Pacific Wings President Greg Kahlstorf said the destinations targeted by go!Express aren't serviced very much by his company.
"Those are Island Air's routes," Kahlstorf said. "This looks like a direct attack on Island Air. We're a different product. We actually believe our passengers are worth more than $29. We like high value better than high volume." Kahlstorf was referring to go!'s lowest fare of $29.
Island Air Chief Executive Rob Mauracher shrugged his shoulders at go!'s new arrangement and said the code-share agreement between Mesa and Mokulele does not represent a significant change in the competitive picture.
"Code-share agreements are a part of the airline business," Mauracher said. "This agreement is basically the same as Island Air's code-share agreements with Aloha, Continental, Hawaiian and United."
Mauracher pointed out that Mokulele already operates flights to these destinations with eight-seat Piper Chieftain aircraft and the single-engine Cessna Caravans that Mokulele intends to use have nine seats -- adding just one more seat per plane.
"We don't believe the agreement will significantly change the marketplace in the near future," he said. "Island Air's business plan is solid.
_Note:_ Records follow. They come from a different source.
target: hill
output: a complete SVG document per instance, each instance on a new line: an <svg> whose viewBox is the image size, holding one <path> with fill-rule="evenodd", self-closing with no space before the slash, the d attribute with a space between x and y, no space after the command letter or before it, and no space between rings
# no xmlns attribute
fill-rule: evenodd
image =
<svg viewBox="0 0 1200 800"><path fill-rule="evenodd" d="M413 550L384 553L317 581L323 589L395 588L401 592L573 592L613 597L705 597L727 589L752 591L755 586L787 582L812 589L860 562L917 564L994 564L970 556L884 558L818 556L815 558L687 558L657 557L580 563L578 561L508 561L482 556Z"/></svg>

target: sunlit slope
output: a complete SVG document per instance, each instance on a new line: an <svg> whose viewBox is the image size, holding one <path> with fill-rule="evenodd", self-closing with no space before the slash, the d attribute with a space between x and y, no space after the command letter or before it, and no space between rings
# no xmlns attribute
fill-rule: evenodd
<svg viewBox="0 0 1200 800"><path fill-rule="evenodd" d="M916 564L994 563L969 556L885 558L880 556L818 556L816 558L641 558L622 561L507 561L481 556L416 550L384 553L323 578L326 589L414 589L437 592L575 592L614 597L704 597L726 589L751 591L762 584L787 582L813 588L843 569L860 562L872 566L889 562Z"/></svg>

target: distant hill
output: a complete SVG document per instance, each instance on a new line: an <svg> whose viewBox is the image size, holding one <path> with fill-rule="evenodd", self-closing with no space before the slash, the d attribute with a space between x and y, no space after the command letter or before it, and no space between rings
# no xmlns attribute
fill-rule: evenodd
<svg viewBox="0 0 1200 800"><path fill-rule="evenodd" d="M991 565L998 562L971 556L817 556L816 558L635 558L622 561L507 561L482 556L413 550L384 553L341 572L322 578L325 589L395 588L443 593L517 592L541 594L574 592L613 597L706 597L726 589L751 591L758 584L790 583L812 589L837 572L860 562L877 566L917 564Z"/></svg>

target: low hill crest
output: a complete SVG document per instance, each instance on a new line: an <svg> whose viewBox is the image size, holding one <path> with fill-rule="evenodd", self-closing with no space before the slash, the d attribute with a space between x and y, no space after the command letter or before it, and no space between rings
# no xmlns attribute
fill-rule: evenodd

Our focus remains on serving Hawaii with more point-to-point service and off-peak travel options than any other airline."
Hawaiian Airlines and Aloha Airlines both declined comment yesterday about go!'s new venture. They already are dealing with the lower fares that go! has introduced to the interisland market.
Boyer, who bought Mokulele Flight Service last October and recently changed its name to Mokulele Airlines, acknowledged that Mokulele, which will operate as go!Express, won't represent an immediate threat because it will have only two of its new aircraft by the end of the year. Boyer has an option to purchase seven more planes in 2007.
"I don't see the direct competition; not right now," he said. "Anytime you have more planes going into a market, it raises the eyebrows of all carriers. I always thought competition was good."
Last year, Boyer contacted Kahlstorf about a possible deal that would allow Mokulele to fly as a scheduled service operator, but the two were never able to reach an agreement.